Grabbing a servant in the corridors he manages to find out which room Merlin has been given. He has to walk quickly so as not to give himself the opportunity to think this through. It's like a battle, he tells himself. He needs to act, not think. He can't allow his nerves to invade.
Approaching the door after climbing several more sets of staircases than he had even been aware belonged in his castle, he stares sceptically at it. There is nothing there that appears to be particularly magical. It doesn't glow or sparkle. There is no joint army of toads and black cats scattered in the hallway outside as sentries. It looks like a regular door.
Looks can certainly be deceiving.
It would have been polite to knock before he entered, but Arthur decides that the element of surprise is far more crucial. It's his castle anyway. He can go wherever he wants whenever he wants with no care for ordinary rules of propriety. He gathers his courage and pushes the door open without allowing himself to have any time to change his mind. If he had knocked, he has no doubt that he would have ran away by the time Merlin came to answer.
It's dark outside, deep into the night, and Arthur would have expected most people in the castle to be asleep by now. When he enters Merlin's room, however, he finds the bed empty and the sheets untouched. A candle burns and flickers on the wooden table, dripping wax as it offers light. Merlin is sat with a book, but his eyes aren't on the pages. He's watching Arthur in the doorway.
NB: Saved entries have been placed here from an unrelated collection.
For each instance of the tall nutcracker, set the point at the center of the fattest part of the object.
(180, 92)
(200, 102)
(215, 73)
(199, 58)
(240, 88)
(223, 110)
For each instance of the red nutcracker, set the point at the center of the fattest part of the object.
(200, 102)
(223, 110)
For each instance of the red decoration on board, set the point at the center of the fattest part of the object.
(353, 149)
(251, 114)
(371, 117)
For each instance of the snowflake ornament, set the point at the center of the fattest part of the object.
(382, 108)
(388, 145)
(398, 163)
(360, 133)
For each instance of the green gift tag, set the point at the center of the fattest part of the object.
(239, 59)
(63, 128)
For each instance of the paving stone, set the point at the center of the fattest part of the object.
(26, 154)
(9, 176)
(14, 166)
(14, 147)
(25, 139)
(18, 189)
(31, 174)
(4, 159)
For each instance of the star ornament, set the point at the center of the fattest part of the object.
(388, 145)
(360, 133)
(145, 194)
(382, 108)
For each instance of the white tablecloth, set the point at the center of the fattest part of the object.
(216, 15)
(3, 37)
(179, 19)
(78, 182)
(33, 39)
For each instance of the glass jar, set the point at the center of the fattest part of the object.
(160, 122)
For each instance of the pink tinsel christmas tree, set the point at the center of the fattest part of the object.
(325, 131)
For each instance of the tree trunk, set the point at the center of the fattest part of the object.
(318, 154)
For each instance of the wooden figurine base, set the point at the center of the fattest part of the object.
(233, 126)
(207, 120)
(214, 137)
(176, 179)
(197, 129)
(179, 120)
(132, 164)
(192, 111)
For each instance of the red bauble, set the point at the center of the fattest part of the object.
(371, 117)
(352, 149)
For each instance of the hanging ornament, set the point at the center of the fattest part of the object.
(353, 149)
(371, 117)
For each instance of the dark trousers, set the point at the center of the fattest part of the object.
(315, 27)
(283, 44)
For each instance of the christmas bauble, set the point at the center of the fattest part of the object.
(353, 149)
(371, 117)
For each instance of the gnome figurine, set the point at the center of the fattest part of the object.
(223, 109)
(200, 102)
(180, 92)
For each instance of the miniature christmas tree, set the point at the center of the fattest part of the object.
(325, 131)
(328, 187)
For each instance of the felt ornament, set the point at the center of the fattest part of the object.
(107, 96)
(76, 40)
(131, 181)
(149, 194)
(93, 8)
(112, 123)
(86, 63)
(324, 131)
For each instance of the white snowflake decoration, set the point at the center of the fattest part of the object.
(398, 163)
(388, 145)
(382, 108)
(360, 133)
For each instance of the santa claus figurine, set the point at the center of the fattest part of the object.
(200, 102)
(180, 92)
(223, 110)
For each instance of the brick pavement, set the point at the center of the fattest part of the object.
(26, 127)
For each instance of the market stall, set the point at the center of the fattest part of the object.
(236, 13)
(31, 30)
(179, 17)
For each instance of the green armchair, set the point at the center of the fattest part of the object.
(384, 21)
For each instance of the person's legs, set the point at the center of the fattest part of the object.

Merlin looks as tired as Arthur feels right now, his skin paler than usual. His mouth twitches as he watches Arthur, as if he wants to smile but doesn't dare to. Considering the way that Arthur had steadfastly ignored him since his revelation, the reaction is understandable.
"Gwen said I have to stay out of your way if I'm going to stay here," Merlin says, leaning his arms against the edge of the table. "It's going to be hard to do that if you're going to burst into my room at night, y'know."
"It's my castle," Arthur says, but that sounds like a much weaker justification out loud than it had in his head.
Merlin seems to have inherited a sharp eyebrow raise from Gaius.
Arthur steps fully into the room and closes the door behind himself. "I couldn't sleep," he says.
"Me neither," Merlin admits. His head tilts to the side as he watches Arthur, his gaze never wavering. Arthur, in the meantime, looks around the room purely so that he doesn't have to focus on Merlin. There's nothing extraordinary here. From the look of the bag at the base of his bed, Merlin hasn't even unpacked yet. "Morgana mentioned you've been having trouble for a while."
He hates the idea of them talking about him behind his back; he hates the idea of Morgana and Gwen getting to see Merlin while he doesn't. Petty jealousy. He had met Merlin first, after all.
"It's hard to sleep knowing that there is a sorcerer on the loose," Arthur says.
Merlin answers with a shrug. "Yeah. It's hard to sleep knowing there's a king about as well."
"Kings aren't dangerous, Merlin."
"They are when they want you dead."
And that, Arthur will admit, is a good if obvious point.
"I don't want you dead," he sighs at Merlin. "You'd be arrested already if that was the case."
"How reassuring," Merlin murmurs.
"And you are not arrested," Arthur points out. He's sure that Merlin isn't supposed to be angry with him. It ought to be the other way around. That's the way this should work. "So you can stop pouting."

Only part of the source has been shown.